Margaret Sanger defendia que mulheres afro-descendentes deveriam abortar. Hoje o lugar mais perigoso para um norte-americano afro-descendente não é algum bairro violento, mas sim o corpo da própria mãe. O movimento abortista tem prejudicado tanto a população negra que atualmente existem movimentos de preservação da gestação de bebês negros. Um deles é o Black Genocide, que alerta: “Para cada duas mulheres afro-americanas grávidas, uma vai abortar”.

2. O feto não é um adulto, mas é uma pessoa



É comum que os defensores do direito ao aborto livre digam “o feto não é uma pessoa ainda”. Este argumento é extremamente falho e fraco, e resiste apenas quando o lado anti-abortismo não estudou o básico sobre Biologia. O que caracteriza a espécie é o DNA, e o feto tem DNA humano; além disto, tem metabolismo, caracterizando - sem dúvidas -, a vida. E o requisito do DNA é tão importante que mesmo um vírus é considerado vida pelo fato de poder ter DNA, e nem sempre tem.

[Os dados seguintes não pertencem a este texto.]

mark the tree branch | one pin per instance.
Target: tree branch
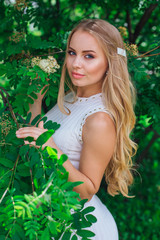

3. A lei serve para igualar as forças, e neste caso o feto é a força mais fraca


A função da lei é fazer o forte e o fraco terem acesso à defesa e à justiça. Do contrário, o mais forte sempre venceria o mais fraco. E no caso do aborto, o feto representa a força mais fraca e a gestante a força mais forte. Portanto a lei ser contra o aborto não se trata simplesmente da liberdade da mulher, mas sim de defesa da vida humana mais fraca.